Kommt der balkanische Frühling?

Balkanischer-Frühling
(FOTOS: Tanjug, Novosti.rs, Instagram stopkrvavimkosuljama)

Diese Frage stellt sich Andreas Ernst in seinem Kommentar für die „Neue Zürcher Zeitung“. In seinem Artikel analysierte er die Proteste in Albanien, Bosnien-Herzegowina, Montenegro und Serbien und kam zu folgendem Schluss: der Balkan drängt drängt auf eine Revolution.

Für die Proteste gibt es unterschiedliche Anlässe, jedoch gemeinsame Gründe und noch viel mehr einen gemeinsamen Gegner – die Machthaber in den jeweiligen Ländern.

In Belgrad, Serbien, fordern die Bürger schon zum 14. Mal das Ende von Aleksandar Vučićs Regierung. In Montenegro, hingegen, fand bereits die vierte Versammlung statt, die den Rücktritt von Präsident Milo Đukanović verlangt.

Bevor in Albanien die Oppositionsparteien das Ende von Edi Ramas Herrschaft mit einem Parlamentsboykott herbeizwingen wollen, gab es schon seit Dezember Proteste der Studenten.

Seit fast einem Jahr gibt es in Banja Luka, Bosnien-Herzegowina, Proteste gegen die Polizeiführung und die Regierung von Milorad Dodik.

Auslöser für die Unruhen
Es handelt sich bei den Protesten nicht um eine regionale Bewegung. Somit besteht kein Zusammenhang zwischen den Akteuren und zwischen den verschiedenen Ländern.

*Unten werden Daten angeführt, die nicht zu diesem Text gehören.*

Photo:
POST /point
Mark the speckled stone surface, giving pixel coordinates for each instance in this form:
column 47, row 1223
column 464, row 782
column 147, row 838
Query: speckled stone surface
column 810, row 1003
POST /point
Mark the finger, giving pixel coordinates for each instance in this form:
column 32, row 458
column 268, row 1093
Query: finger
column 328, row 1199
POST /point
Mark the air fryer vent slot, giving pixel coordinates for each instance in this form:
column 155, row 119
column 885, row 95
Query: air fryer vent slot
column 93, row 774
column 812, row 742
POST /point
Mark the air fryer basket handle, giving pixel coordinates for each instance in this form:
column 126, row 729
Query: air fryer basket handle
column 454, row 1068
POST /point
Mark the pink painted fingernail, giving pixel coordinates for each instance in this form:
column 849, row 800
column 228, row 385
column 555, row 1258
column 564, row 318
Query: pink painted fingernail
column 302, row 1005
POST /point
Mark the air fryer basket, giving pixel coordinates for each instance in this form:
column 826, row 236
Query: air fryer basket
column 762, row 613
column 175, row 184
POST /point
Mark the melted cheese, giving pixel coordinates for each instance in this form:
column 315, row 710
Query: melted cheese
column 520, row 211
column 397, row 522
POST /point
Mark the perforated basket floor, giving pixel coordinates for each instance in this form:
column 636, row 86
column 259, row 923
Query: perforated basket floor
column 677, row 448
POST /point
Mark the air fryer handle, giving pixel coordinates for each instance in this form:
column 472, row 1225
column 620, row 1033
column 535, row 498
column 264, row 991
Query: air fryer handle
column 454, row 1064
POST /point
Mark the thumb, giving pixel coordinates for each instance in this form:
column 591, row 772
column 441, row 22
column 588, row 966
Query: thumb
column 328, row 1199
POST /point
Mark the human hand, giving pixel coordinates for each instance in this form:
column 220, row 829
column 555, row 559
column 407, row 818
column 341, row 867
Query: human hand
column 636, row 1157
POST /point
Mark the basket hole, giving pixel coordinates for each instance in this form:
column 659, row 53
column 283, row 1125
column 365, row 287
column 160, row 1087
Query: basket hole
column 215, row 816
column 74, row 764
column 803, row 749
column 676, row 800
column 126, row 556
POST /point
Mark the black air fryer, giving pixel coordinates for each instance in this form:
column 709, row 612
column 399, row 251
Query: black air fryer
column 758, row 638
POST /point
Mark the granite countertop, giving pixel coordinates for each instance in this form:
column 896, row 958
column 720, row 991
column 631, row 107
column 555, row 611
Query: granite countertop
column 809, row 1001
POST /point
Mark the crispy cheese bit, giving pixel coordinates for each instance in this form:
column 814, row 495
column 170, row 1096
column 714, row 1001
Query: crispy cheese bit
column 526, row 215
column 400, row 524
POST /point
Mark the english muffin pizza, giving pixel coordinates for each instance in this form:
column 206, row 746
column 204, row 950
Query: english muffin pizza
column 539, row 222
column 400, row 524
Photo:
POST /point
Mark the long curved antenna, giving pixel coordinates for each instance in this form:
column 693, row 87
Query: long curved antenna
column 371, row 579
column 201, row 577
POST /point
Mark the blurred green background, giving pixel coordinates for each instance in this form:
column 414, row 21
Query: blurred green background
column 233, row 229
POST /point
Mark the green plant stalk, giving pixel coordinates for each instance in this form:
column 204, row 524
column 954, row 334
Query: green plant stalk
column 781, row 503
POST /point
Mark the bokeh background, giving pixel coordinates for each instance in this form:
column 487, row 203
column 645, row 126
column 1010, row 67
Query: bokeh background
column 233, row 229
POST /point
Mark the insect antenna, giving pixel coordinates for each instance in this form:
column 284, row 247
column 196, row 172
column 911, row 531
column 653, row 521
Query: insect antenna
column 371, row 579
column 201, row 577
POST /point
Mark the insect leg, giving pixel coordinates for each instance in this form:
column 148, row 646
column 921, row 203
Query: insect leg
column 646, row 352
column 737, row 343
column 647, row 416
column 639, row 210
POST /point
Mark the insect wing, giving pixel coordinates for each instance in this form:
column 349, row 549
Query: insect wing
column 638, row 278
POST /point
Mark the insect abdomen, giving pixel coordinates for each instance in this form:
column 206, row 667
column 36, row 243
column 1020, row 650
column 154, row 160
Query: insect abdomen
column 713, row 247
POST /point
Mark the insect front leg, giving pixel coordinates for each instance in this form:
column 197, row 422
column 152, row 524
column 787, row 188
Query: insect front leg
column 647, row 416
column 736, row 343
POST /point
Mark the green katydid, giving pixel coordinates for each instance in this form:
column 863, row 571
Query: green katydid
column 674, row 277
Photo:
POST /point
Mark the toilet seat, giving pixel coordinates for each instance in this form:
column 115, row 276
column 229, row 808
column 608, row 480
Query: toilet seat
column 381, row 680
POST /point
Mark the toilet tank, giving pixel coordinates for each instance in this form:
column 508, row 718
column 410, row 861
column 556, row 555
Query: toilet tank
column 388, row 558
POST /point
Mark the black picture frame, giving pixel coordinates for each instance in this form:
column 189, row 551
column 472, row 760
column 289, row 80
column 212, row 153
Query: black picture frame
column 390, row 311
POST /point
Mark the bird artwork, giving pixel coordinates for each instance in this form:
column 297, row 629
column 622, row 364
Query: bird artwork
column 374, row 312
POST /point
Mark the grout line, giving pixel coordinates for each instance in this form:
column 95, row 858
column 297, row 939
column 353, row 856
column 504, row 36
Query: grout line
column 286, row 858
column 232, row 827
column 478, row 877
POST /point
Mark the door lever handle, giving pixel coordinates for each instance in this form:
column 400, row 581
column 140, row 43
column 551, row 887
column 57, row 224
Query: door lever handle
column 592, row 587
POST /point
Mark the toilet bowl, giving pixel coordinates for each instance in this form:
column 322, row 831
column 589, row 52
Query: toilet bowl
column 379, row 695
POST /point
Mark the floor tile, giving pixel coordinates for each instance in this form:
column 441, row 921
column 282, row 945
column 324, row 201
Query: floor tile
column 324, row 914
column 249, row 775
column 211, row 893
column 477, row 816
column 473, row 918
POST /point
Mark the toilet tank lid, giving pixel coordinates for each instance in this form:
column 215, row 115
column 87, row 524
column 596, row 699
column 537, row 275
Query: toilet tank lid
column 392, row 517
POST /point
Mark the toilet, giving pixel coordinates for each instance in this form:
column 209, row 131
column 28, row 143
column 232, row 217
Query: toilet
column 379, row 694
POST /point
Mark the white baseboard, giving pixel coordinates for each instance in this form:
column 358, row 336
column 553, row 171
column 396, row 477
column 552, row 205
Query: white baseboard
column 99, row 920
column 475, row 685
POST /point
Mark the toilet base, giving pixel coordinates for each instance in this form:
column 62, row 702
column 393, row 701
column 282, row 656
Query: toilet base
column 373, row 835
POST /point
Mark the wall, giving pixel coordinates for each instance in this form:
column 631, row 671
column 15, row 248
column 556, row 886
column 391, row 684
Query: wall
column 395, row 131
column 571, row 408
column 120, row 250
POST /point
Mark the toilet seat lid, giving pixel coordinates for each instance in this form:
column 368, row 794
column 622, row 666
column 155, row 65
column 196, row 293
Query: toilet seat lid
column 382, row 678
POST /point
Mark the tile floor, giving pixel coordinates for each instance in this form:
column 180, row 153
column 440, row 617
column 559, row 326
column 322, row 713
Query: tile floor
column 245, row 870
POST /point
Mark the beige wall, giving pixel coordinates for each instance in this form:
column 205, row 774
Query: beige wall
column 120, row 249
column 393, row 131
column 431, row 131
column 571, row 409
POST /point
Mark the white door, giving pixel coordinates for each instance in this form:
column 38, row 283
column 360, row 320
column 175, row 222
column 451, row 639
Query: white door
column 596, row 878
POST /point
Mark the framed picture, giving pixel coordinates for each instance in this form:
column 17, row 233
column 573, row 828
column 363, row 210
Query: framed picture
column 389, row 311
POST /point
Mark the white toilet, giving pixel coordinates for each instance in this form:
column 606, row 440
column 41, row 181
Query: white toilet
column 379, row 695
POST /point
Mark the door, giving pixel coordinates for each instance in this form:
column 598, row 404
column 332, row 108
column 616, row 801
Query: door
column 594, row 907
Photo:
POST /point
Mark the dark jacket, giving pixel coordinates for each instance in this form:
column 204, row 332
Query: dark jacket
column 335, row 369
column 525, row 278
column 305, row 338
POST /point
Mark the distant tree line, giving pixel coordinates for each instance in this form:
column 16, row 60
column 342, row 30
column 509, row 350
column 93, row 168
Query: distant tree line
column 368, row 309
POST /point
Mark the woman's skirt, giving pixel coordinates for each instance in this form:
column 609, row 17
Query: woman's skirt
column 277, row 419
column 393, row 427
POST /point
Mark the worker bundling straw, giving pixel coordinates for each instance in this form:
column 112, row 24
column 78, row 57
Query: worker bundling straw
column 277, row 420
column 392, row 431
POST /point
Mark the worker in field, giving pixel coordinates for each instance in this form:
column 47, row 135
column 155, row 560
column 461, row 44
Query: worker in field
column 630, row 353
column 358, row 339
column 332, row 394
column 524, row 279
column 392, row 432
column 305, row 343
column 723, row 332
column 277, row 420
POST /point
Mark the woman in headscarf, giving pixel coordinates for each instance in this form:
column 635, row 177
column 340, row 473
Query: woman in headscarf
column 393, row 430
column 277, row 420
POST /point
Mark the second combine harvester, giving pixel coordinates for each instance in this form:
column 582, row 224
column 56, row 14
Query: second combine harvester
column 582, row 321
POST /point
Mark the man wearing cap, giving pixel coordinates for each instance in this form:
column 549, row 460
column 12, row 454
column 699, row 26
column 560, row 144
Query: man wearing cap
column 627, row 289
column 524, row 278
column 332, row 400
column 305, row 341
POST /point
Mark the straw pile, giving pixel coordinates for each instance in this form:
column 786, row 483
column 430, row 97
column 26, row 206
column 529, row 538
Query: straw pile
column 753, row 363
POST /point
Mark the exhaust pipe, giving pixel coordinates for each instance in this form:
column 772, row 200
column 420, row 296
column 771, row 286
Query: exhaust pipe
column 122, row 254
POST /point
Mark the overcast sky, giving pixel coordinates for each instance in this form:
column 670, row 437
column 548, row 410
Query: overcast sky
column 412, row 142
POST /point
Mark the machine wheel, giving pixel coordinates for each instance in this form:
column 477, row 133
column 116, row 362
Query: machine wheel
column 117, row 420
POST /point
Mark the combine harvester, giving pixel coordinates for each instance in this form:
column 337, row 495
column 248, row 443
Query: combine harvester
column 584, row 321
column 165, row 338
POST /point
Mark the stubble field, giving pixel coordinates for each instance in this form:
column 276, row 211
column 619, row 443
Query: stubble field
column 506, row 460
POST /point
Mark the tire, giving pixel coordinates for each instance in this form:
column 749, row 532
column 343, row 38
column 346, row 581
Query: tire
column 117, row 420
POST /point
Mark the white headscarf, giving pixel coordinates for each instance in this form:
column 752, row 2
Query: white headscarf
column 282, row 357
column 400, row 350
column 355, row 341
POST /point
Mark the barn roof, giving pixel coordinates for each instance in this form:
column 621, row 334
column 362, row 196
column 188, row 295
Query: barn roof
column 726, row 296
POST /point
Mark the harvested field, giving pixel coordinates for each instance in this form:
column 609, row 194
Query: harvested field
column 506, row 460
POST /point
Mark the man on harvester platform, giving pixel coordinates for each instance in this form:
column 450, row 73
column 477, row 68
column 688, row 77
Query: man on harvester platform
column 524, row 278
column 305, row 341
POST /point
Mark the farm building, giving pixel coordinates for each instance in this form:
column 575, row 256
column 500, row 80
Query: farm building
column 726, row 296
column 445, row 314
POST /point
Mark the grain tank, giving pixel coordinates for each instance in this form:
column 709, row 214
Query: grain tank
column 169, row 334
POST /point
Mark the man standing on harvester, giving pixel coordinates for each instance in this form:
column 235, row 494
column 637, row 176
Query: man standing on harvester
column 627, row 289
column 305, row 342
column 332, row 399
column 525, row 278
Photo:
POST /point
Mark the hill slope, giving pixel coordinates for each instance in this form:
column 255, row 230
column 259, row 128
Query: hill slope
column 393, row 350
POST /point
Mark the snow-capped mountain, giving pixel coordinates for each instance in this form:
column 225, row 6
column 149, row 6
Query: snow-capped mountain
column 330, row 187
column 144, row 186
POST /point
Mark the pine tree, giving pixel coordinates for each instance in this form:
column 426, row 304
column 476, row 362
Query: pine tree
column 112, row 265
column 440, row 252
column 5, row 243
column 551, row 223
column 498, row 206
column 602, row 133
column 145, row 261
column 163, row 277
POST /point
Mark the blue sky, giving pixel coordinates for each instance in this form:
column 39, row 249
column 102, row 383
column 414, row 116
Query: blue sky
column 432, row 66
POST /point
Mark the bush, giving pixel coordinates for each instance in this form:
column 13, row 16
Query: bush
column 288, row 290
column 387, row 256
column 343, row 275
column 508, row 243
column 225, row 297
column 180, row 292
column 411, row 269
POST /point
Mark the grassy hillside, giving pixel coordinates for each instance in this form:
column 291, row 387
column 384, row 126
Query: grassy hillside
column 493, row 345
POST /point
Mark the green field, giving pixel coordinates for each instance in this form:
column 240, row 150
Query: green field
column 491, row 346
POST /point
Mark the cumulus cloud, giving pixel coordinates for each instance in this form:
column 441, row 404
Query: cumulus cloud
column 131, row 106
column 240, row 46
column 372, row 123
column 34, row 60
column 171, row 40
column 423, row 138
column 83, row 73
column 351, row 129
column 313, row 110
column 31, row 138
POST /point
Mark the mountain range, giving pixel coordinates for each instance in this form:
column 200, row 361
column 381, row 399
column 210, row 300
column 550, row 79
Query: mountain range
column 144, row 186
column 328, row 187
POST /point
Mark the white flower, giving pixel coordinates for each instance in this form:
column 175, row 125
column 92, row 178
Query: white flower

Der Anlass für die Unruhen ist lokal geprägt. Gründe für die Proteste sind Unzufriedenheit und Frustration.
Die albanischen Studentenproteste haben sich an die hohen Studentengebühren gerichtet. Die Unzufriedenheit verbreitete sich schnell und die Unruhen begannen sich gegen die Regierung von Edi Rama zu richten.

In Banja Luka war der ungeklärte Tod eines Jugendlichen namens David Dragičević (KOSMO berichtete) Auslöser für die Aufstände. Es entstand eine Bewegung, die „Gerechtigkeit für David“ fordert, der als Opfer vertuschter Polzeigewalt betrachtet wird. Mittlerweile richten sich die Proteste ebenso gegen Milorad Dodik.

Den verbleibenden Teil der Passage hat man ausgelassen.